Ce qui est si beau dans ces films, en définitive, dans Selon Mathieu (2000) et Le Petit Lieutenant (2005) pas moins que dans les précédents Nord (1991) et N’oublie pas que tu vas mourir (1995), ainsi donc que dans Des hommes et des dieux, c’est l’apaisement accompagnant ces tragédies contemporaines jusqu’au bout. Peu de films prennent acte du pire avec autant de sagesse. Il n’était au fond pas tellement nécessaire à Beauvois de faire de la foi son sujet, d’élire pour sujets des hommes se nourrissant du seul esprit pour identifier la dimension sinon pieuse, tout au moins profondément « convaincue » de tous ses personnages.
Révolté par le licenciement abusif de son père, Mathieu tentera un temps de rallier à sa cause ses collègues, son frère aîné, de créer du mouvement dans un groupe davantage uni dans le cadre du plaisir, de l’évasion (chasse, mariage) que de l’engagement. Les collègues, bien que partageant sciemment le constat du jeune homme, ne deviendront pas des « camarades » à la seule faveur d’un diagnostic d’entubage. Selon Mathieu sera bien un film travaillé par la question du rapport de classes, mais jamais de leur lutte. Non que Beauvois établisse ici le constat d’une vanité de la résistance, d’un peuple qui, s’il ne manque jamais à l’image – on ne compte plus le nombre de plans du film réunissant dix personnes sinon plus, aussi bien à l’occasion des joyeuses réunions précitées que de circonstances plus lourdes telles qu’un enterrement –, n’a plus le temps ni l’énergie de croire encore en un mouvement utile.

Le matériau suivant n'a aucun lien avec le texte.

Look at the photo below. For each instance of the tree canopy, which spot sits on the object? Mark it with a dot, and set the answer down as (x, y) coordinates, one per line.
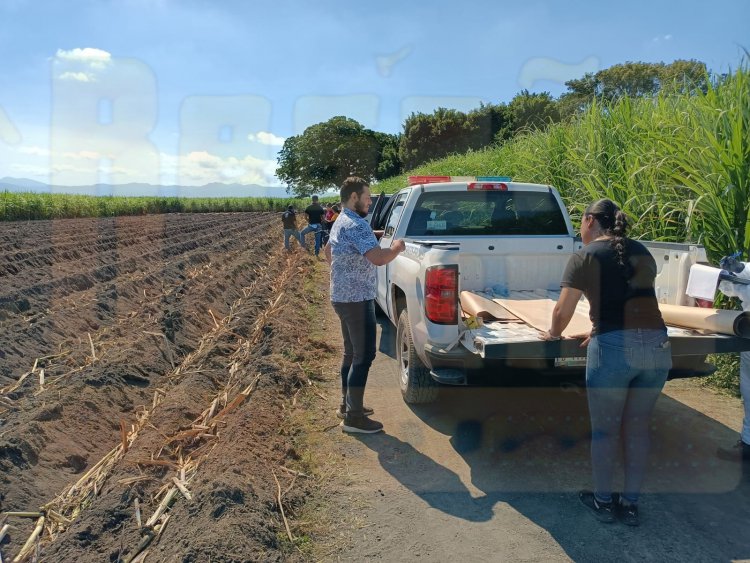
(325, 154)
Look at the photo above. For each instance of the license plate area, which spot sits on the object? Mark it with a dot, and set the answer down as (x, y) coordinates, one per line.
(576, 362)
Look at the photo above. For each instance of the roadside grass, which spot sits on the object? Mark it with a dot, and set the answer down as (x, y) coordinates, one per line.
(311, 418)
(726, 378)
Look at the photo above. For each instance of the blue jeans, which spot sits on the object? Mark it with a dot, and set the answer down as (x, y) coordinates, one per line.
(289, 233)
(625, 373)
(358, 329)
(312, 228)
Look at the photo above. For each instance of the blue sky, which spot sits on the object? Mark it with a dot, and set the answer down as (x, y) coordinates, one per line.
(193, 92)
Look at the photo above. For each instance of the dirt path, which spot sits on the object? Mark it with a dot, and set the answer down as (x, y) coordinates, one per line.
(489, 474)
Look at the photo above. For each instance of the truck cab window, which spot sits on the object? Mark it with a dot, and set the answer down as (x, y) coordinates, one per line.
(394, 215)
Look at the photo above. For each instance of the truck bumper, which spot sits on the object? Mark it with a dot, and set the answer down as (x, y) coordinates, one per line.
(571, 348)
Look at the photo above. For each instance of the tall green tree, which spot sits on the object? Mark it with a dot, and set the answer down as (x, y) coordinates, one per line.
(491, 123)
(430, 136)
(633, 79)
(325, 154)
(389, 163)
(532, 111)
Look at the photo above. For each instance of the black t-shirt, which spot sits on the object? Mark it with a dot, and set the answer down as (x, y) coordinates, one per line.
(619, 298)
(289, 219)
(315, 213)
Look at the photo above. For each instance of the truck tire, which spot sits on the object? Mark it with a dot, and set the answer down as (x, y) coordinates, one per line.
(414, 379)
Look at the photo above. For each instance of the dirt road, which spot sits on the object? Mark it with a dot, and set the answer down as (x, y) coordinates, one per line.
(491, 474)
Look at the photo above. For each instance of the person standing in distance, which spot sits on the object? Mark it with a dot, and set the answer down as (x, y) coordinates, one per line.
(289, 220)
(354, 255)
(315, 214)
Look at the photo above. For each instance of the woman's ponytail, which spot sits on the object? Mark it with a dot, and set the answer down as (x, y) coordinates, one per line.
(614, 223)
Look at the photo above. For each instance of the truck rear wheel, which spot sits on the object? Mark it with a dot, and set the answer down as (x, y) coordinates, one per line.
(414, 380)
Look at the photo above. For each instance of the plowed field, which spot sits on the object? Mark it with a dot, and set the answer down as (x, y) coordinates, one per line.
(145, 365)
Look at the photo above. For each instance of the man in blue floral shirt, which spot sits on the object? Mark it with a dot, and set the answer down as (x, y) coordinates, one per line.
(354, 254)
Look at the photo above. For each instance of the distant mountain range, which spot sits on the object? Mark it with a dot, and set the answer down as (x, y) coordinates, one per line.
(215, 189)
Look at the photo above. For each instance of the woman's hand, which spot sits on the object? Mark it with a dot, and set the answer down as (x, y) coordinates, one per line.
(549, 338)
(585, 342)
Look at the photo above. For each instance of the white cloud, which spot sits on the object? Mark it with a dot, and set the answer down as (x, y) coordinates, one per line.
(77, 76)
(201, 167)
(94, 58)
(38, 151)
(266, 138)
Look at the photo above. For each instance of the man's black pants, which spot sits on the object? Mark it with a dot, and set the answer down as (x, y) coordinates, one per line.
(358, 329)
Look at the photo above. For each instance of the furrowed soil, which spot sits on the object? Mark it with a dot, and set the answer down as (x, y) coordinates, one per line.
(151, 362)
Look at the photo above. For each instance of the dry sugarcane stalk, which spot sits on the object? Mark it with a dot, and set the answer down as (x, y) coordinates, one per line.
(131, 480)
(165, 503)
(124, 435)
(144, 543)
(24, 514)
(53, 515)
(157, 462)
(239, 398)
(281, 507)
(138, 513)
(159, 528)
(293, 472)
(183, 435)
(93, 352)
(183, 489)
(27, 547)
(214, 318)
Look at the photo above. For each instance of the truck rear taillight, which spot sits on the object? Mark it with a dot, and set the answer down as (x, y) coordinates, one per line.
(441, 294)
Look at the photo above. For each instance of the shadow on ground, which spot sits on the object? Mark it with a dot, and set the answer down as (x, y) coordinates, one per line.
(528, 446)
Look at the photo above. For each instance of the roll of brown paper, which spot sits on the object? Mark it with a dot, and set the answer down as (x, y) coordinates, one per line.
(487, 309)
(735, 323)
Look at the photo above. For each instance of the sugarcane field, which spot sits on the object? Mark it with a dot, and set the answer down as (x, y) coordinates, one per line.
(148, 364)
(294, 282)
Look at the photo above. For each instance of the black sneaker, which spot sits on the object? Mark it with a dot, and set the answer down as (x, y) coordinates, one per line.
(341, 413)
(361, 424)
(739, 452)
(626, 513)
(604, 512)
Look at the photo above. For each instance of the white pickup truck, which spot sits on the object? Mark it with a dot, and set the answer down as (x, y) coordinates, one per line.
(499, 238)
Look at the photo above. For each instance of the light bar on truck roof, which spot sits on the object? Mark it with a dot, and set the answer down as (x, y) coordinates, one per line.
(415, 180)
(487, 186)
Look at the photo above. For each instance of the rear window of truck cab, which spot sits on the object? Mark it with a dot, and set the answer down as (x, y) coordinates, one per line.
(486, 213)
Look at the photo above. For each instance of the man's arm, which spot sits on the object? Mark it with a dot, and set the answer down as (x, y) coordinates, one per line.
(381, 256)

Lorsqu’il sort de l’école de police, Antoine, le « petit lieutenant » incarné d’une manière toute candide par Jalil Lespert, a l’inquiétude et l’excitation du lycéen découvrant un nouveau lieu (un commissariat parisien et son folklore, plus stimulant que celui que lui promettait son Havre natal, trop amorphe à son goût), de nouveaux camarades (un arabe sympa, un beauf pas méchant, un gendre idéal), de nouvelles fournitures (un vrai pistolet, comme dans les films !). Le film accompagne ainsi pendant sa petite heure de vie son point de vue de bleu ne se sentant jamais aussi policier que sur le terrain, face au sang, galvanisé par la ritournelle des sirènes.

Fut émise en certains lieux, à l’heure de la présentation cannoise triomphale de Des hommes et des dieux, l’hypothèse que Xavier Beauvois serait, sinon le plus grand cinéaste français de ces dernières années, dans tous les cas l’un des plus sous-estimés. La (re)découverte de ces deux films, mais surtout le retour sur les obsessions profondes de cette filmographie à la fois modeste (seulement cinq longs métrages en près de vingt ans !) et déjà si majeure ne manque effectivement pas de la valider. Le succès, la reconnaissance communément critique et publique de ce dernier tenant lieu quant à elle de happy end (Beauvois serait en quelque sorte l’équivalent de Benjamin Biolay, au niveau du cinéma français : artiste surdoué et torturé dont le succès prioritairement critique des quatre premières œuvres n’annonçait pas le carton d’une cinquième plus apaisée, plus encline à la félicité) et, on l’espère, de promesse d’une conscience nouvelle de la valeur, l’exemplaire cohérence de son art.